4. There are only about 40 carrels for the whole law school population, and they work on a first-come-first-served basis, so there's no way to have a private, quiet space reserved for you.

5. A private, quiet space in which to study just doesn't really exist at school. The carrels are clustered together in the middle of the basement, so even if you get one, there's lots of foot traffic around, people stomping up and down the stairs, chatting and laughing. The law students here are undergrads, mind you. That sort of explains the whole thing.

6. We are not to have food or drink in the library (or the rest of the law school, for that matter). This is a chronic problem for caffeine people. Through the semester, I could live without being able to bring a travel mug of coffee up to class because I'd have coffee at home, go to class, and then just go home. Now, with the imperative studying coming to a head, this no-caffeinated-beverages-allowed rule is killing me.

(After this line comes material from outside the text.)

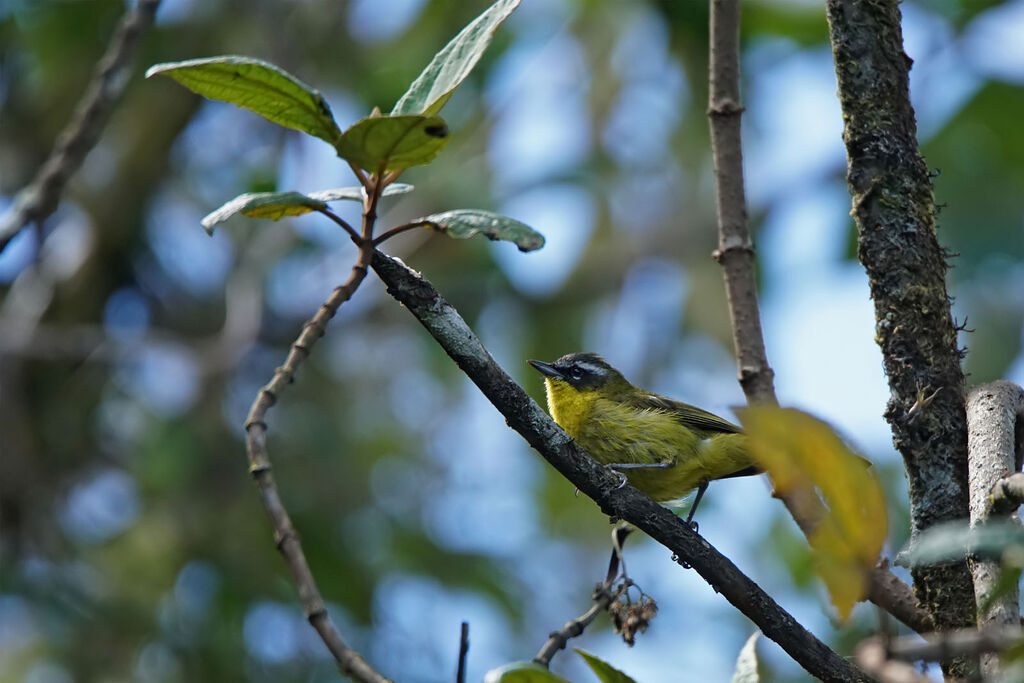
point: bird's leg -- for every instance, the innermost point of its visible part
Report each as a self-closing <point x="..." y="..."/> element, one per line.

7. Let's just say that I convince myself to study at home. My little studio apartment (which is fine and good and safe and all) is situated on the one corner of the building that gets direct sunlight from about 3pm to 8pm this time of year. There is no central air, only a column of slat windows. You may have heard that the ozone layer has a hole burned through it in my neck of the woods. The result? If I'm in my apartment in the afternoon, I'm a bug on the sidewalk being cooked by a magnifying glass.

Here is what I look like sitting at my desk in the evening, warmed by the glow of exquisite fluorescent overhead lights:


Everyone likes to have a home office, right? My apartment is just like an office. Literally. Small. Fluorescent lighting. Incomplete kitchen. Squirelly neighbors occasionally knocking on the door. The only difference is a bed.

And here's what I look like while the sun melts my face off and cooks the contents of my apartment/office to crispy well done:


Just shut the blinds, you say? Ho ho! You are so clever! The "blinds" are one big roll-down blackout vinyl curtain thing that no airflow can penetrate. Living on the top floor in the sun-shattered corner of the building makes my apartment hot no matter what, and if I don't get the windows open by about 5pm, the paint starts peeling off the walls it's so hot. But whatever. I'm moving out in just under two weeks, and my last final is next Thursday, so the world will right itself again soon.

Anyhow, the moral of the story is that I don't like finals, the law school isn't very conducive to studying, and my apartment gets hot in the afternoon. Aren't I insightful?